MIT Challenge

The MIT Challenge will give you a taste of real-world consulting and how to use mathematics to solve a real-world problem.

A group of student sit around a table working together on the MIT Challenge
A group of three students map out potential solutions to an MIT Challenge to create posters for their presentation
Students present their MIT Challenge solution to the crowd. Part of the challenge is to create a presentation and convince the judges that your solution is the best.

The competition will engage you in all aspects of consulting. You’ll meet a client to learn about their problem, work with your team to discuss ideas and plan a solution. You’ll then communicate your ideas to the client with written and oral presentations.

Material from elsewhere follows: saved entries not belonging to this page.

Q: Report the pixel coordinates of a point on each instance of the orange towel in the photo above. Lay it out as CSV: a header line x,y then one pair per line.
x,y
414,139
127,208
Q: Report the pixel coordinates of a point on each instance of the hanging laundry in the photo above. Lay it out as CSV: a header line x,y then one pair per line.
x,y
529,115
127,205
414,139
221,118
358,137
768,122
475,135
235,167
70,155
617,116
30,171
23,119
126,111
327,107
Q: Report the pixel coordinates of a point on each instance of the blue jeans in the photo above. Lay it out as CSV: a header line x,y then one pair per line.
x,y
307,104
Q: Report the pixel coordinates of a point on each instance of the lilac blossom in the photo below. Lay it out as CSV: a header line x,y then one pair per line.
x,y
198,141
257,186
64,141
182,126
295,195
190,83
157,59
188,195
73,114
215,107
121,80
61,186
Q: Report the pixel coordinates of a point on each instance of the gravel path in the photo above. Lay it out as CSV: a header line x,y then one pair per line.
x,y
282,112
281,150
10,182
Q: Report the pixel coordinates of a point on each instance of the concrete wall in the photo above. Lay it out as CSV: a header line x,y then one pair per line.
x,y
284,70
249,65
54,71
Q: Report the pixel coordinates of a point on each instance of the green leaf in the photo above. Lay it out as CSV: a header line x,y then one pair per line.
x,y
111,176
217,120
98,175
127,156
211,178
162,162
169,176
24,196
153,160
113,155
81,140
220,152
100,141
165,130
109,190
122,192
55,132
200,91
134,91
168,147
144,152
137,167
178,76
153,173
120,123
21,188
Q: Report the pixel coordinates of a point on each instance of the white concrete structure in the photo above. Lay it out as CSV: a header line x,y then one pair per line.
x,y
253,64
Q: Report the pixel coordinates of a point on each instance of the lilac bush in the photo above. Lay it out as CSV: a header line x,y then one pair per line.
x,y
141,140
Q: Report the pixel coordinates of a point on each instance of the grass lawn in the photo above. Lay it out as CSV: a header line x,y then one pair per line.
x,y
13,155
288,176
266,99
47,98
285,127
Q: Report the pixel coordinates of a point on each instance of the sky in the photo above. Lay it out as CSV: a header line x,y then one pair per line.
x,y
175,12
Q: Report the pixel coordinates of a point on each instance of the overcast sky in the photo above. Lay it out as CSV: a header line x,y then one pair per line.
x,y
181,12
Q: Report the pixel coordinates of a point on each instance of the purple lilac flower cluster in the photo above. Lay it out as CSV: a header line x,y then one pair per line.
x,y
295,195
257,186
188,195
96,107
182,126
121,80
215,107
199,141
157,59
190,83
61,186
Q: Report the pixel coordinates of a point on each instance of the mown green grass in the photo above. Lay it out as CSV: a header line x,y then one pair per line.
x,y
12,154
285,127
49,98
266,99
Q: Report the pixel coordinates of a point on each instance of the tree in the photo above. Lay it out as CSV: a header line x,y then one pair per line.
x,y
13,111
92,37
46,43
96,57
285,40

You’ll meet an industry representative, your ‘client’, who will present you with a real-world problem. You and your team, ‘the consultants’, will need to find a solution within 2 hours and 30 minutes. The teams will submit a written report of their proposed solution and the top 5 teams will also give a 5-minute talk about their findings.

Maths level

This competition is suitable for strong Year 11 and 12 mathematics students. It is aimed at students enrolled in Specialist Mathematics 1/2, Mathematical Methods 3/4 or Specialist Mathematics 3/4.


All shortlisted teams and schools will receive certificates. Prizes will be awarded to the students in the top four teams based on their solution, written report and oral presentation.

1st Prize:  $800 per team

2nd Prize:  $600 per team

3rd Prize:  $400 per team

4th Prize:  $200 per team

Prizes will not be announced at the Real World Maths in Action fair. Schools with short listed teams will be informed the day after the fair. A letter announcing the winners together with the solutions of the MIT Challenge will be sent to all schools in term three.

EFTPOS gift cards and certificates will be presented at schools in term 3.


Photos will be taken of each of the shortlisted teams after they have presented their talks. Photos will be emailed to the schools in term 3.

Students who don't participate in the MIT Challenge can take part in the Short Problem Solving Competition.